The federal government is studying the K-Electric (KE) privatisation model while considering different options for putting other power distribution companies (DISCOs) on sale.

A committee, constituted by the prime minister, held extensive deliberations at a recent meeting to determine the most suitable model for the power sector, particularly privatisation and concession models. The discussion was aimed at addressing the critical issues and finding the best way forward.

According to sources, the committee acknowledged the pressing need to explore various models for private sector participation and privatisation. The power sector outlook demands a thorough assessment of different approaches to ensure the sustainable and efficient distribution of electricity.

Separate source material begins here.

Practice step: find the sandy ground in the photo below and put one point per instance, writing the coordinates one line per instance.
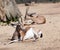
(51, 30)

Committee members reached a consensus on conducting studies on multiple models to have a comprehensive understanding of their implications.

One of the pivotal aspects was the analysis of the KE model. The committee agreed on a thorough overview of KE’s success including the examination of reports prepared by research institutions and donor agencies, which could provide valuable insights.

Additional secretary of the Power Division highlighted the reduction in electricity theft post-privatisation of KE, which was appreciated.

Committee chairman expressed the desire to review the existing studies on the success of KE model as well as examine the studies on privatisation conducted by donor agencies. These studies, such as those conducted by the World Bank, could help in drawing comparisons with global standards and practices.

While discussing the broader financial implications, the committee was briefed on the federal government subsidies provided to KE as compared to other DISCOs.

Those subsidies were provided to KE consumers owing to the uniform tariff policy and the high fuel cost for power generation. KE uses expensive re-gasified liquefied natural gas (RLNG) instead of indigenous gas.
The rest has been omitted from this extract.